The huge Kavkaz-2008 military exercise conducted near the Georgian border just before the outbreak of the war.

The evacuation of the population of the South Ossetian capital Tskhinvali before the war.

The surprising presence of a huge group of about fifty Russian journalists from the most important Russian press media and TV stations in Tskhinvali two days before the war began.

The active preparation for participation in the war by Cossack militias from Russia before the outbreak of war.

The incursion of regular Russian troops into South Ossetia before the outbreak of war.

According to Wesley K. Clark and Peter L. Levin, “Russia has already perpetrated denial-of-service attacks against entire countries, including Estonia, in the spring of 2007—an attack that blocked the Web sites of several banks and the prime minister’s Web site—and Georgia, during the war of August 2008. In fact, shortly before the violence erupted, Georgia’s government claimed that a number of state computers had been commandeered by Russian hackers and that the Georgian Ministry of Foreign Affairs had been forced to relocate its Web site to Blogger, a free service run by Google.”[1] In the case of Georgia this would mean that the Russian cyber war already started before the hostilities began.

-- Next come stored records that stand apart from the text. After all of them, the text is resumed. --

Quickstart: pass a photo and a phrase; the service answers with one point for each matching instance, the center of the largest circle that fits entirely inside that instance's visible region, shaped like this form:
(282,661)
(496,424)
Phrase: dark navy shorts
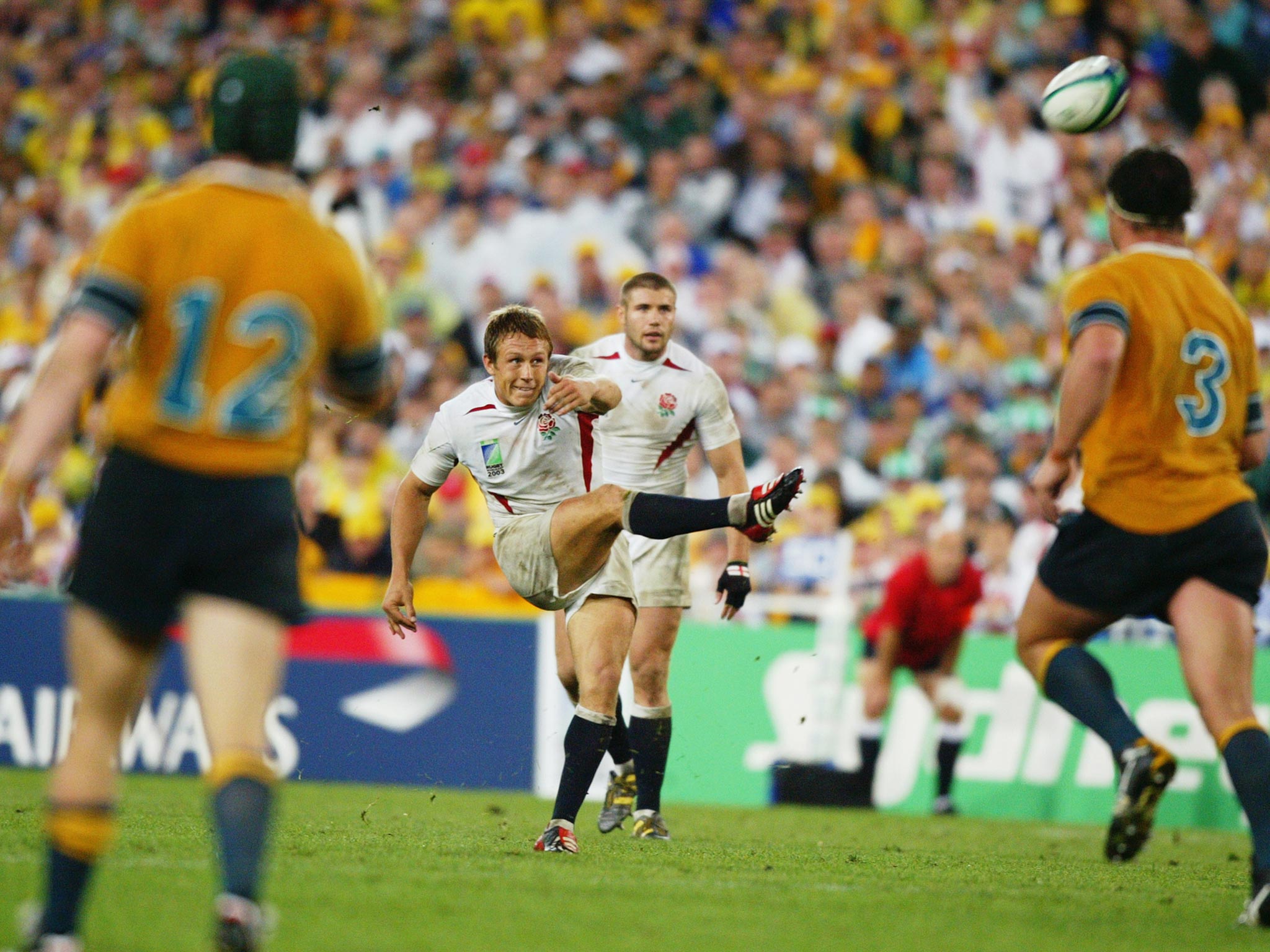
(154,534)
(1103,568)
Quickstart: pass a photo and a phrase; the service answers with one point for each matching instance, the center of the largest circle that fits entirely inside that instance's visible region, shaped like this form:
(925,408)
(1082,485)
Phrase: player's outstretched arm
(406,531)
(1088,382)
(734,583)
(597,395)
(70,371)
(1253,454)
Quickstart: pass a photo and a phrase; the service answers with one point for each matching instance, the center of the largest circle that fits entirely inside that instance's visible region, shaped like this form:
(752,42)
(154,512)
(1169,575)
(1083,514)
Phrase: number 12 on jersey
(259,402)
(1206,413)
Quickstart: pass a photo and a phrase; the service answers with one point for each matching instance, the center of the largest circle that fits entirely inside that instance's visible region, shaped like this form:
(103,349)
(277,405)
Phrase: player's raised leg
(584,528)
(620,796)
(652,644)
(600,637)
(235,655)
(110,674)
(1052,637)
(1215,646)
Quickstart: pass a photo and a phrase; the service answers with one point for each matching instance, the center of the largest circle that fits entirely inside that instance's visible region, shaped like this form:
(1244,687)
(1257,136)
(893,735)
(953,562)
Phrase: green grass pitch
(383,868)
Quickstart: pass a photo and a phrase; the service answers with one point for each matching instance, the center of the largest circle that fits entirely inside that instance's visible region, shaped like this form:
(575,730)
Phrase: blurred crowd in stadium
(866,225)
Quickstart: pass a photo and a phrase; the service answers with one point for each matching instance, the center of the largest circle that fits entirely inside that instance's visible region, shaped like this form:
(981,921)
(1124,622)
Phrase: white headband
(1137,218)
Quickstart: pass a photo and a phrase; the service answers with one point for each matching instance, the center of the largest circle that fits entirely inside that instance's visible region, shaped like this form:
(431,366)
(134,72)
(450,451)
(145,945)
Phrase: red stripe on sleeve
(588,444)
(685,436)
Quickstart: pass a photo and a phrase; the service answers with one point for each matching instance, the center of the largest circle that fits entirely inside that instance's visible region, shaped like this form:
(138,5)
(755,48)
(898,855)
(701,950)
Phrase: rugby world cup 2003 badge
(493,456)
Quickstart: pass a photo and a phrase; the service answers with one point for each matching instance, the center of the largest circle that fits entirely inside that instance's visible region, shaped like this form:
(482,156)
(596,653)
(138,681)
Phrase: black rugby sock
(76,837)
(654,516)
(945,757)
(242,811)
(1078,683)
(620,743)
(651,744)
(68,881)
(870,749)
(1248,758)
(585,744)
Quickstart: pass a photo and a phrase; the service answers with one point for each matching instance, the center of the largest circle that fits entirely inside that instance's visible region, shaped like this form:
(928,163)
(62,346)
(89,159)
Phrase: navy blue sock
(651,744)
(654,516)
(870,748)
(945,756)
(68,881)
(1248,758)
(1078,683)
(585,744)
(620,743)
(76,837)
(242,809)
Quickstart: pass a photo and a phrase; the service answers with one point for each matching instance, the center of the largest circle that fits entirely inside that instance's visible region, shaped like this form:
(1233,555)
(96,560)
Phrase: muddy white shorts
(522,547)
(660,571)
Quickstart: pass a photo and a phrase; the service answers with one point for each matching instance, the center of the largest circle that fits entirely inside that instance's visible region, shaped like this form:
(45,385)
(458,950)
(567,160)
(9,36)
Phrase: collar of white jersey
(239,174)
(1158,248)
(636,363)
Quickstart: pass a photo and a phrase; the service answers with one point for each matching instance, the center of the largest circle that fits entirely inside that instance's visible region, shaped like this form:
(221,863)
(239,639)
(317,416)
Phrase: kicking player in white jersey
(534,452)
(671,400)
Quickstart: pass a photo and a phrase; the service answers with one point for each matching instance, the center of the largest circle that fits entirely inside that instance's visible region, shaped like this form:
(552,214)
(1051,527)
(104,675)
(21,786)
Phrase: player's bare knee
(613,500)
(1219,708)
(651,671)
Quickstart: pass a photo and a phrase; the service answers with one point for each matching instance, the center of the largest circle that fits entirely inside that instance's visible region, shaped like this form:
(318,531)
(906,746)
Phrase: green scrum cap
(255,108)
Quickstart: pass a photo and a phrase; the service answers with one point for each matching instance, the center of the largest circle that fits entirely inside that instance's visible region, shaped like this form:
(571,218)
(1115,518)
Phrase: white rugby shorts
(522,547)
(660,571)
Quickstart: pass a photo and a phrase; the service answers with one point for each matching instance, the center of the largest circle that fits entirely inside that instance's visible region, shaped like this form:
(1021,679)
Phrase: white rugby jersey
(523,459)
(667,407)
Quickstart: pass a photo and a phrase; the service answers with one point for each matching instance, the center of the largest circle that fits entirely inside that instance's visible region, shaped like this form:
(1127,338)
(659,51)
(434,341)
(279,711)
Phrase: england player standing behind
(236,300)
(671,400)
(533,450)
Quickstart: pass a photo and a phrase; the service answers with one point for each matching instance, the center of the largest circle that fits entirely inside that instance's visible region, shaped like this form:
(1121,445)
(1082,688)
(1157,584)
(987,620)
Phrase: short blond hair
(515,319)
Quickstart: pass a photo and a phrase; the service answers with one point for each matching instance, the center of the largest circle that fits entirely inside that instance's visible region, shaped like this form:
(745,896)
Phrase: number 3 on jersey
(1206,413)
(258,403)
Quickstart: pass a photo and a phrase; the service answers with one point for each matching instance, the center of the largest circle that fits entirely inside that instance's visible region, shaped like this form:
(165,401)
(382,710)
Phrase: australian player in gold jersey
(236,301)
(1161,400)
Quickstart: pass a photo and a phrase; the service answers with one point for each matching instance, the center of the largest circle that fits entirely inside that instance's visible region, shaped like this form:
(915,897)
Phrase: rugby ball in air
(1086,95)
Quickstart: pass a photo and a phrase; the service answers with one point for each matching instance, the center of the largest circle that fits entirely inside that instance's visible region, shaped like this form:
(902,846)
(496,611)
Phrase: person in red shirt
(918,626)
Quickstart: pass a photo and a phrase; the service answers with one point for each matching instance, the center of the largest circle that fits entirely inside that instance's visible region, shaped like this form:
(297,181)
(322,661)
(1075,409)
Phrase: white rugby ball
(1086,95)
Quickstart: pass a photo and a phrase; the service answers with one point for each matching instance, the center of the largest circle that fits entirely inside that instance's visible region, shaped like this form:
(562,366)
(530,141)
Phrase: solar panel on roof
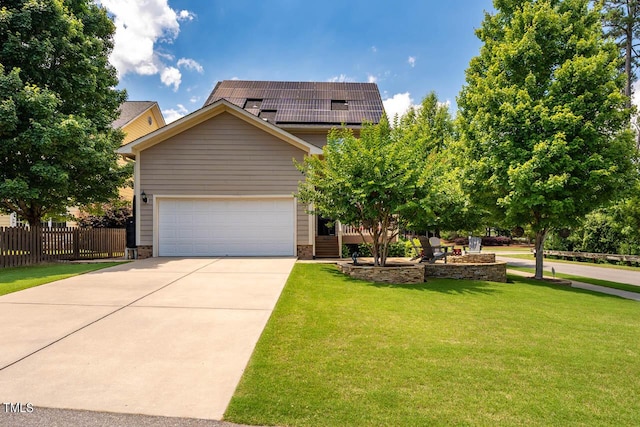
(305,102)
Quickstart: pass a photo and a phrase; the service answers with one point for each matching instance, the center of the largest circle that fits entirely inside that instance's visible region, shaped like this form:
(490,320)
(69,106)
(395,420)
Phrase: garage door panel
(225,227)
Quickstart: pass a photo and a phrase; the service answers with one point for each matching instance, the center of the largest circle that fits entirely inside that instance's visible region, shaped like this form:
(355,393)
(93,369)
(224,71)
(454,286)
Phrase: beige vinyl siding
(222,156)
(317,138)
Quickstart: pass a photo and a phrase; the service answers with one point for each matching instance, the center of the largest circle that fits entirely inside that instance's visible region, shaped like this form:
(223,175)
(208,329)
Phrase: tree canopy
(57,103)
(362,182)
(543,118)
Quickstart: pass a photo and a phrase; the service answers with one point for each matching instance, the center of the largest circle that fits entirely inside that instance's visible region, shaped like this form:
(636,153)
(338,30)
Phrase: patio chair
(429,254)
(475,245)
(416,248)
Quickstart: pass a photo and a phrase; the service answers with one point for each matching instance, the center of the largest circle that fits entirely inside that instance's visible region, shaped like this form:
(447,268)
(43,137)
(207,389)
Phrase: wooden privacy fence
(628,259)
(24,246)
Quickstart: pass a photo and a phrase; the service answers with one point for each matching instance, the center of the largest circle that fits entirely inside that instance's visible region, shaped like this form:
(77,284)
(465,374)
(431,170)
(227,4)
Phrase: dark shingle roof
(303,103)
(129,110)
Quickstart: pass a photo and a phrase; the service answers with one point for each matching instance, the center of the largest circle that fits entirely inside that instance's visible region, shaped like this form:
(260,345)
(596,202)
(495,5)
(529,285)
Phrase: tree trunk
(539,248)
(628,58)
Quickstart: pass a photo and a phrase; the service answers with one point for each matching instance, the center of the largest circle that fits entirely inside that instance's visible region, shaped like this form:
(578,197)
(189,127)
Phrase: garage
(226,227)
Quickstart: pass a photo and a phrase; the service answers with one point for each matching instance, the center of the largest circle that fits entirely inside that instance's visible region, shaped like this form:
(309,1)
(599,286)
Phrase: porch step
(327,247)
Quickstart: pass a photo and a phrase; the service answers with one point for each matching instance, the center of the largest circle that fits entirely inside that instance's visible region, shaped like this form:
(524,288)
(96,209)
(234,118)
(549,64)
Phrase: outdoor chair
(428,253)
(475,245)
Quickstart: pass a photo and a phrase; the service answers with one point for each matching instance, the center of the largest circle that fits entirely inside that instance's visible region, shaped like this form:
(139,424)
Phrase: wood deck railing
(24,246)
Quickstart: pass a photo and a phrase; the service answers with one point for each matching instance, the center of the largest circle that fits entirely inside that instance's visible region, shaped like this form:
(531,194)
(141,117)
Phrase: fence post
(76,243)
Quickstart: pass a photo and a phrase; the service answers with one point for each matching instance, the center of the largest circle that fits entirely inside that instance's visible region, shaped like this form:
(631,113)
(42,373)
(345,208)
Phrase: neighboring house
(220,181)
(137,118)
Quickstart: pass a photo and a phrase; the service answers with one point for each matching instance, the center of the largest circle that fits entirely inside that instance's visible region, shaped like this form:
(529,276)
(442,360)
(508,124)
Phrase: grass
(599,282)
(590,264)
(18,278)
(339,351)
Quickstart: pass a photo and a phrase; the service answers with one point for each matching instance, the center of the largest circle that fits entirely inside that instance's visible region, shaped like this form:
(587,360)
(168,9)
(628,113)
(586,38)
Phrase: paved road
(162,337)
(584,270)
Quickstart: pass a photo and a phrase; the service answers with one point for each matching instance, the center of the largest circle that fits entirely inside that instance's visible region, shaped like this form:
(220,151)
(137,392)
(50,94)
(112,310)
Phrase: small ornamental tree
(443,205)
(543,117)
(363,182)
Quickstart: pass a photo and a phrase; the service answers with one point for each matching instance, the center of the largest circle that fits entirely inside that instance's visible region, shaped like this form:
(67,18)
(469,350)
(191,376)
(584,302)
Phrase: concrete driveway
(161,336)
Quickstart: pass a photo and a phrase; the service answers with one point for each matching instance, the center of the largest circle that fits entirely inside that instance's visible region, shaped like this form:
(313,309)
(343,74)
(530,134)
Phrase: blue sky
(174,51)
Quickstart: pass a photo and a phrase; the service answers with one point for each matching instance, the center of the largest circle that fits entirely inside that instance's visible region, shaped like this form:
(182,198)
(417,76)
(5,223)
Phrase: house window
(339,105)
(253,103)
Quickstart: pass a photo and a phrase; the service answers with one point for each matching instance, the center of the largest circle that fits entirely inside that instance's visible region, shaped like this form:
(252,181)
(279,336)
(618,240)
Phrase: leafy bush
(396,249)
(106,216)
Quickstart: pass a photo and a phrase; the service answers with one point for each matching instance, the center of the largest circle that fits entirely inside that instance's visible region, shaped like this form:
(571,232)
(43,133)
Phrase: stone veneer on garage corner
(305,251)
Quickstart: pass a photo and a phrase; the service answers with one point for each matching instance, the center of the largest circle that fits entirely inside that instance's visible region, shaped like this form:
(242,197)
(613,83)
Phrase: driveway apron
(161,336)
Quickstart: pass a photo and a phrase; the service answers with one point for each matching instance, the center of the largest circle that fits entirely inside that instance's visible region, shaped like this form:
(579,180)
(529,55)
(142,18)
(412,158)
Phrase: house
(137,118)
(221,180)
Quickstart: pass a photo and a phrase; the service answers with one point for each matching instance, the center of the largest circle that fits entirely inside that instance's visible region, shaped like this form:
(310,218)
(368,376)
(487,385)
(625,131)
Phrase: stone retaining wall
(494,272)
(410,273)
(472,259)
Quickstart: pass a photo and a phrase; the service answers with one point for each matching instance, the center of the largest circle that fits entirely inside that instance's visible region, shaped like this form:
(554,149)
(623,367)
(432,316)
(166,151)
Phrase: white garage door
(226,227)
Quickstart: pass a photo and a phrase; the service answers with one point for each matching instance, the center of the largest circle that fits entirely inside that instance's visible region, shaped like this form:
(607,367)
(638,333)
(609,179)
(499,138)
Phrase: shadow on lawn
(515,279)
(447,286)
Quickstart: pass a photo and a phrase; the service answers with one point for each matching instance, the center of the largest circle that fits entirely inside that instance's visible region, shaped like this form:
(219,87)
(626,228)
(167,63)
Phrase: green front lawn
(343,352)
(530,257)
(599,282)
(19,278)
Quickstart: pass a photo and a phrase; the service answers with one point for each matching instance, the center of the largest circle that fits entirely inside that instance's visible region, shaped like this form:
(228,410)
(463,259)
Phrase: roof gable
(130,110)
(291,104)
(205,113)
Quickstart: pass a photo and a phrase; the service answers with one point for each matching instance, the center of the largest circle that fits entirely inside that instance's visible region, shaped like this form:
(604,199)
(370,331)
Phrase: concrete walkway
(163,337)
(585,270)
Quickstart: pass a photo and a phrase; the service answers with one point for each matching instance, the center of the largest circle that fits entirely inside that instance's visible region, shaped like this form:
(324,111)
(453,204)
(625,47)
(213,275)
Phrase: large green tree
(57,103)
(543,117)
(429,132)
(622,22)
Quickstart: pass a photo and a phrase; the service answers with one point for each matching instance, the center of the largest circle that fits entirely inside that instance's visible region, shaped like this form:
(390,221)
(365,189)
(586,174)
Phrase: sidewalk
(628,277)
(587,286)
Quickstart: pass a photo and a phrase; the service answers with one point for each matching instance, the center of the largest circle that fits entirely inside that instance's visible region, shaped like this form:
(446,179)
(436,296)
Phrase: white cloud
(190,64)
(171,76)
(398,104)
(186,15)
(341,79)
(173,114)
(140,27)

The Russian 58th Army is Russia’s main military force in the North Caucasus. In the weeks before the invasion it conducted major exercises with the code name “Kavkaz-2008” (Caucasus 2008). These exercises took place in North Ossetia, just north of the Georgian border. It was a combined forces exercise in which the Russian air force and the Black Sea Fleet also took part. The official reason for the exercise was to improve the army’s preparedness to fight terrorism. However, “such a force was hardly of great utility in fighting terrorists in the mountains, but it was ideal for a conventional invasion of a neighbor. In fact, this exercise was a trial run for the invasion about to take place. . . . It was de facto a war game to invade Georgia.”[2] When, on August 2, the exercise officially ended, the troops did not return to their barracks, but remained deployed in the frontier region with Georgia. According to Andrey Illarionov, “the build-up culminated with the amassing of 80,000 regular troops and paramilitaries close to the Georgian border, at least 60,000 of which participated in the August war.”[3]

The evacuation of the population of Tskhinvali was already wholly completed before the outbreak of the hostilities. Up to four thousand South Ossetians had crossed the border to neighboring North Ossetia in the Russian Federation. This exodus, meticulously prepared and organized by the authorities, was not a collective summer holiday, as President Kokoity wanted to make out. It was a preventive measure in a war of which the South Ossetian authorities—including the minister of defense, the Russian General Vasily Lunev (who would soon become the commander-in-chief of the attacking Russian 58th Army), already knew that it was going to take place.